After some settlement work and a trip around the world, Thomas decided to follow in his father's footsteps and enrolled in Union Theological Seminary. He graduated from the seminary and was ordained as a Presbyterian minister in 1911. After assisting the Rev. Henry Van Dyke at the fashionable Brick Presbyterian Church on Manhattan's Fifth Avenue, Thomas was appointed as pastor for the East Harlem Presbyterian Church, ministering to Italian-American Protestants. Union Theological Seminary had been, at that time, a center of the Social Gospel movement and liberal politics, and as a minister, Thomas preached against American participation in the First World War. This pacifist stance led to his being shunned by many of his fellow alumni from Princeton, and opposed by some of the leadership of the Presbyterian Church in New York. When church funding of the American Parish's social programs was stopped, Thomas resigned his pastorate. Despite this resignation of his position, Thomas did not formally leave the ministry until 1931, after his mother's death.

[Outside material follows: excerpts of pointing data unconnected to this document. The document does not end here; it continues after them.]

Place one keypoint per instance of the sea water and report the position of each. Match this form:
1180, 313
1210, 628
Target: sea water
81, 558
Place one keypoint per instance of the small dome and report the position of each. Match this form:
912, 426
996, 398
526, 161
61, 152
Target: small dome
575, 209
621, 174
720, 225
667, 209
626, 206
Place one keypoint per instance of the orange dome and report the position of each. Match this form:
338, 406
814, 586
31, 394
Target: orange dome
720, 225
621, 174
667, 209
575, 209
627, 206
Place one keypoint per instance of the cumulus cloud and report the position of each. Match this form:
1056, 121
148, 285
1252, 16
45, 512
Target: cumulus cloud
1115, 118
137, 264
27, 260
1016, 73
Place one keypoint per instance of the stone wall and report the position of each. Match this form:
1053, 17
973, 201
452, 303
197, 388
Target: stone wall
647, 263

It was Thomas' position as a conscientious objector which drew him to the Socialist Party of America (SPA), a staunchly antimilitarist organization. When SPA leader Morris Hillquit made his campaign for Mayor of New York in 1917 on an anti-war platform, Thomas wrote to him expressing his good wishes. To his surprise, HIllquit wrote back, encouraging the young minister to work for his campaign, which Thomas energetically did. Soon thereafter he himself joined the Socialist Party. Despite his membership in the Marxist SPA, Thomas was never himself an orthodox Marxist, instead favoring a Christian socialist orientation.

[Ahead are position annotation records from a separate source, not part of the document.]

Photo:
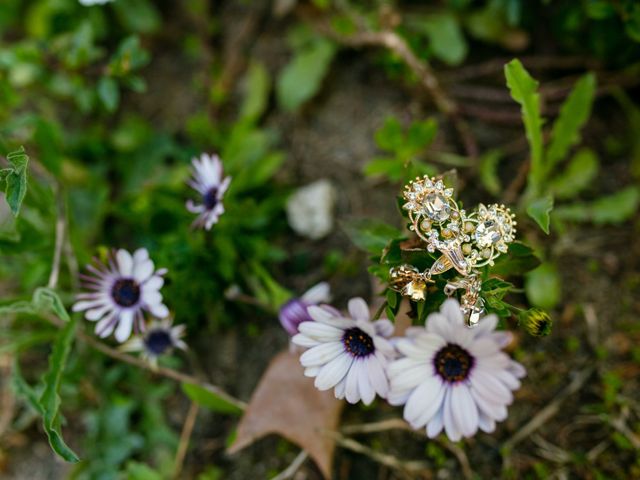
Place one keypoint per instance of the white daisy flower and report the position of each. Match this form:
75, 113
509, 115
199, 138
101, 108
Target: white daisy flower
207, 180
88, 3
159, 338
294, 312
349, 354
121, 292
452, 376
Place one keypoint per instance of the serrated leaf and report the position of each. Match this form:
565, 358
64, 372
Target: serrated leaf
109, 93
301, 78
539, 209
519, 259
257, 88
616, 208
208, 399
578, 175
574, 113
524, 90
50, 399
543, 286
371, 235
47, 299
15, 179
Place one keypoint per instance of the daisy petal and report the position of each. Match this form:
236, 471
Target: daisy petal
358, 309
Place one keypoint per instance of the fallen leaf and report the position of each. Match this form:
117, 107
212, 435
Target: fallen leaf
287, 403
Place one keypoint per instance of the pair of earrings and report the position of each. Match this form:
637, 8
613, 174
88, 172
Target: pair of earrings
465, 241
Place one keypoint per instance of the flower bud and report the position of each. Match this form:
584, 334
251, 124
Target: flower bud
536, 322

Thomas was the secretary (then an unpaid position) of the pacifist Fellowship of Reconciliation even before the war. When the organization started a magazine called The World Tomorrow in January 1918, Thomas was employed as its paid editor. Together with his co-thinker Devere Allen, Thomas helped to make The World Tomorrow the leading voice of liberal Christian social activism of its day. In 1921, Thomas moved to secular journalism, when he was employed as associate editor of The Nation magazine.
In 1922 Thomas became co-director of the League for Industrial Democracy. Later, he was one of the founders of the National Civil Liberties Bureau (the precursor of the American Civil Liberties Union, ACLU).